Psychologie
Témoignage: La pandémie m'a fait changer de vie
Photographe : Lucila Perini | agoodson.com
Je me prénomme Sarah-Émilie. J’ai 43 ans. Durant le confinement, j’ai fait un virage à 180 degrés, passant de journaliste voyage (trop occupée pour l’amour, le vrai!) à jeune fiancée épanouie dans une vie professionnelle et personnelle plus stable.
Pour rien au monde, je ne changerais mon nouveau cocon douillet.
Avant la pandémie, j’étais toujours entre deux valises, entre deux fuseaux horaires pour mon emploi. J’avais à peine le temps de faire ma lessive que, déjà, je repliais bagage. Animée par la FOMO (l’acronyme de fear of missing out), j’avais tellement peur d’«événemanquer» ou de déplaire que j’acceptais tous les contrats de rédaction sans jamais me questionner sur mes véritables envies.
Un jour, sur un banc d’aéroport, je me suis effondrée en larmes en constatant que je n’arrivais plus à coordonner mes nombreux engagements. J’étais épuisée.
Puis, le confinement m’a littéralement clouée au sol, réduisant mon terrain de jeu à mon appartement de Montréal, qui me semblait si inconnu. J’étais temporairement sans travail, avec à peine l’envie de pianoter sur mon téléphone pour répondre aux textos de mes amis. Après avoir cherché mes repères pendant quelques jours, j’ai finalement pris goût à la solitude.
«Du jour au lendemain, la pandémie a bousculé nos certitudes et notre rythme de vie: nos vendredis soirs étaient pareils à nos mardis soirs, observe la psychologue Geneviève Lemelin. Elle a agi comme un reset sur notre façon d’organiser notre vie sociale, ce qui a fait en sorte que le respect de soi a triomphé sur la performance.»
À l’intérieur et à l’extérieur de ma petite «cage de verre», j’ai pratiqué des activités qui me faisaient du bien – soit l’écriture et le vélo de route – sans sentir une pression de devoir être constamment en mouvement ou de monétiser mon temps. La tête aussi légère que le cœur, j’ai fait l’espace nécessaire pour rencontrer un homme qui est nouvellement mon fiancé. En emménageant avec lui, j’ai découvert une autre facette de moi-même: moins éparpillée et plus ancrée dans l’instant présent.

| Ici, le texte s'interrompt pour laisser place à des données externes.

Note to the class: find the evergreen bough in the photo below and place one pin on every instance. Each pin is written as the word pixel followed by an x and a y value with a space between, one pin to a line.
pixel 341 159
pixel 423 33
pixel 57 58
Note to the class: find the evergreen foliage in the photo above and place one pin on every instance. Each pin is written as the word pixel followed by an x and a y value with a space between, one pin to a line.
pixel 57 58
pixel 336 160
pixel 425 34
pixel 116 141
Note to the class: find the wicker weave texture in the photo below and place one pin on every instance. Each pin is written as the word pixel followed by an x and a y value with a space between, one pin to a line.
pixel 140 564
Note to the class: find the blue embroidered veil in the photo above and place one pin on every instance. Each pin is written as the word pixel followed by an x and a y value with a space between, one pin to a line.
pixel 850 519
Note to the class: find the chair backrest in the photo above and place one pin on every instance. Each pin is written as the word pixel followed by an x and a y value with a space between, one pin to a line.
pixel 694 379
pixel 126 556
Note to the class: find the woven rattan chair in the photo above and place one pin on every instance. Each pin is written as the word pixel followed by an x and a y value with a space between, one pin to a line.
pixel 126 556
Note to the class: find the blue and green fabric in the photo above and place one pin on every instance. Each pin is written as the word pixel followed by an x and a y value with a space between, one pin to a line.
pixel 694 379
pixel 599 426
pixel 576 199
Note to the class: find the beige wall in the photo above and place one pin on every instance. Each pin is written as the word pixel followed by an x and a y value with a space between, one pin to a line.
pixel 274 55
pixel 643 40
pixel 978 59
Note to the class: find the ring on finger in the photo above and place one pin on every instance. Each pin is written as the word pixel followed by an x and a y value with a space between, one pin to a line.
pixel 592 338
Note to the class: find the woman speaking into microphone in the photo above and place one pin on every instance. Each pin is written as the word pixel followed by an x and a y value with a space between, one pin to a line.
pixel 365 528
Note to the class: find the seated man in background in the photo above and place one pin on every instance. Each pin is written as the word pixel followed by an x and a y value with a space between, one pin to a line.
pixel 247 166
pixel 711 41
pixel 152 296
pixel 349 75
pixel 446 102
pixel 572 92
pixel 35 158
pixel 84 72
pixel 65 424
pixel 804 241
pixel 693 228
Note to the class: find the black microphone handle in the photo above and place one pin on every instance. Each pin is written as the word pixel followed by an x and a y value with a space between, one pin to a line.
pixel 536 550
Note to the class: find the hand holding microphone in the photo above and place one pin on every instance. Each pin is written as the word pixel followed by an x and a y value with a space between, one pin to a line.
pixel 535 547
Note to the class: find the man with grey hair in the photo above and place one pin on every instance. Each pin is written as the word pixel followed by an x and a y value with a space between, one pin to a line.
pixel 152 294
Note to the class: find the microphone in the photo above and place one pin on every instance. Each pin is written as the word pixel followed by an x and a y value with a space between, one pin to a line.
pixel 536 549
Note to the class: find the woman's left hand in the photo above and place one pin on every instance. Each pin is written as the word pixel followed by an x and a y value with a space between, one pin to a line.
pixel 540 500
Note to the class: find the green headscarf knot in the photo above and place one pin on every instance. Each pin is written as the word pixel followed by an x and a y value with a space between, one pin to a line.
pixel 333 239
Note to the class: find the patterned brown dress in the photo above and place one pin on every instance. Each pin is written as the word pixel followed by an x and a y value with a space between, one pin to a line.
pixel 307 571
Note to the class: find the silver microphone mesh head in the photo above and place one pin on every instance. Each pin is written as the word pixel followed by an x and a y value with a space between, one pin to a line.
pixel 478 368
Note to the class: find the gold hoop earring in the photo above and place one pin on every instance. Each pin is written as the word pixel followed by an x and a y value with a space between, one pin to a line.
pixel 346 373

Je pensais qu’avec le déconfinement, j’aurais eu envie de retourner dans les bars et de courir le monde comme avant. Quel leurre! Aujourd’hui, je n’éprouve plus de plaisir à me retrouver coincée dans une foule ni même à jaser entre amis dans un resto bondé et bruyant. Ma nourriture intellectuelle et affective se trouve maintenant ailleurs: dans les bras de mon amoureux, dans la sage lenteur de la nature et dans mon nouvel emploi à temps plein — beaucoup plus stable — comme journaliste culturelle pour un quotidien. Je rêve même d’un chez-moi sur le bord de l’eau, peut-être à Kamouraska, où je pourrais m’évader et écrire en silence.
«Certaines personnes ne sont tout simplement pas encore prêtes à affronter le stress social. Leur tolérance à l’inconfort et aux bruits environnants a diminué, ce qui est tout à fait normal dans ce contexte de grands bouleversements», nous rassure Geneviève Lemelin.
Sans gêne ni tabou, j’embrasse ma nouvelle vie sociale minimaliste. J’en ai parlé à mes amis qui, bien que surpris, ont accueilli ma décision avec respect et ouverture. Désormais, nous nous voyons autour d’un repas ou d’un verre quand nous le voulons, quand nous le pouvons et, surtout, quand nous nous sentons en forme. Cela diminue la pression d’un cran.
«C’est comme si la pandémie nous avait rendus plus indulgents face à l’autre, observe Mme Lemelin. Nous ne nous sentons plus aussi coupables qu’avant de décliner des invitations et d’exprimer notre point de vue. Ce n’est pas égoïste d’être centrés sur nous-mêmes si cela fait écho à nos véritables envies et besoins. Cela le devient, par contre, si nous oublions les besoins des autres ou en faisons fi.»
Je pense que ma transformation intérieure sera viable à long terme, et ce, pour deux raisons: je me sens pleine à l’intérieur même si je me coupe d’un amas de stimulations extérieures. Je n’ai plus besoin d’être hyper occupée pour me sentir épanouie. Pour l’une des premières fois, j’ai fait des choix qui résonnent réellement avec mes convictions personnelles, mes nouvelles priorités, mes valeurs et mes besoins du moment. Au fond, less serait-il devenu more?